- Associated Press - Sunday, June 28, 2015

SOUTH BEND, Ind. (AP) - South Bend could see its first water-driven power facility for the first time in more than a century under a proposal that would have the University of Notre Dame build the facility.

Documents filed with the Federal Energy Regulatory Commission indicate Notre Dame would build the 1.83 megawatt facility on a city-owned dam downtown. Construction would start next year and be completed in 2019.

The South Bend Tribune reports (http://bit.ly/1dbAdiE ) the facility would generate enough electricity to power the equivalent of about 900 homes.

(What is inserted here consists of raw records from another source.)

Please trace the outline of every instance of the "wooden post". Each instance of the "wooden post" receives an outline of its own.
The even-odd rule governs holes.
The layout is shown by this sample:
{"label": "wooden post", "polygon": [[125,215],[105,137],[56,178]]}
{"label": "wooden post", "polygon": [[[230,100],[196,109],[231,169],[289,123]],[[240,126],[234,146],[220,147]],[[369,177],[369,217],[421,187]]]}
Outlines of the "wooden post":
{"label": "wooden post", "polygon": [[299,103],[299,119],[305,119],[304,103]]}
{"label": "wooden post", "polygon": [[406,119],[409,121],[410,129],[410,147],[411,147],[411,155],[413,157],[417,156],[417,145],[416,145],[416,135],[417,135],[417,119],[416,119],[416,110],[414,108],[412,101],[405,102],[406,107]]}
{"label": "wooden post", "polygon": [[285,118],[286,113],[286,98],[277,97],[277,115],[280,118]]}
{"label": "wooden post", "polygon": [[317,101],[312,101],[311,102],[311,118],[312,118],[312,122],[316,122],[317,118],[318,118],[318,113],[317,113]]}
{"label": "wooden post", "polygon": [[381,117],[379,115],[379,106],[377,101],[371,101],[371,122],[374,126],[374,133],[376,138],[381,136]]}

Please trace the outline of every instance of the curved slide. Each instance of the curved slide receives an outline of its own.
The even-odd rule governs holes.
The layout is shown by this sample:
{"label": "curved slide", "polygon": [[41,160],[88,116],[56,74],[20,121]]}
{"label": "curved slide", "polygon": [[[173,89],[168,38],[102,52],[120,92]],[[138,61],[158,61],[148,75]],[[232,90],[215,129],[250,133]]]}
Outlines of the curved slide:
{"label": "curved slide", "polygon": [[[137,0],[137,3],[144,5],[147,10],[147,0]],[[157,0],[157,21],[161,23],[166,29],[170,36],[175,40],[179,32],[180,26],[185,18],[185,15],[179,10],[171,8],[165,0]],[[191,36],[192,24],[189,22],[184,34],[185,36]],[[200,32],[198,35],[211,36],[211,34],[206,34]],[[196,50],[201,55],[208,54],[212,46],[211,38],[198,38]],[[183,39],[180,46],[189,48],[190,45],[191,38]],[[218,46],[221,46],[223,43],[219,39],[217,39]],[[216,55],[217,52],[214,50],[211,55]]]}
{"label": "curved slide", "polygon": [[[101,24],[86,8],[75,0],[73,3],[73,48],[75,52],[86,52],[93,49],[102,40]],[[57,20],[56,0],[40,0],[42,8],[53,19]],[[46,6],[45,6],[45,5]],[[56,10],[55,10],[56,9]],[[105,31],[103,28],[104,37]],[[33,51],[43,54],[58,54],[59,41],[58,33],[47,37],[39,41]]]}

The estimated cost of the project isn’t clear. Notre Dame spokesman Dennis Brown declined to comment on the project, and the city hasn’t offered many details.

“For Notre Dame to put money on the table to start considering this, they want to make sure the city is open to this,” city engineer Patrick Corbitt Kerr said.

The university currently operates its own on-campus power plant and purchases additional power from Indiana Michigan Power.

The city received a federal exemption for a small hydroelectric facility - less than 10 megawatts - on the dam in 1984 but has yet to act on it and was at risk of losing it, documents show. Notre Dame would need to get federal consent to take over the exemption in order to pursue the project.

South Bend has tried before to harness the power of the dam for energy purposes.

The city installed a small, 45-kilowatt turbine at Seitz Park in 2012 to power a portion of the park’s electrical needs. Therese Dorau, director of the city’s Office of Sustainability, said it still needs some final testing before it can be used.

Gary Gilot, a member of the Board of Public Works, said he supports the project.

“Everybody would love to see this project if it’s economically viable,” he said.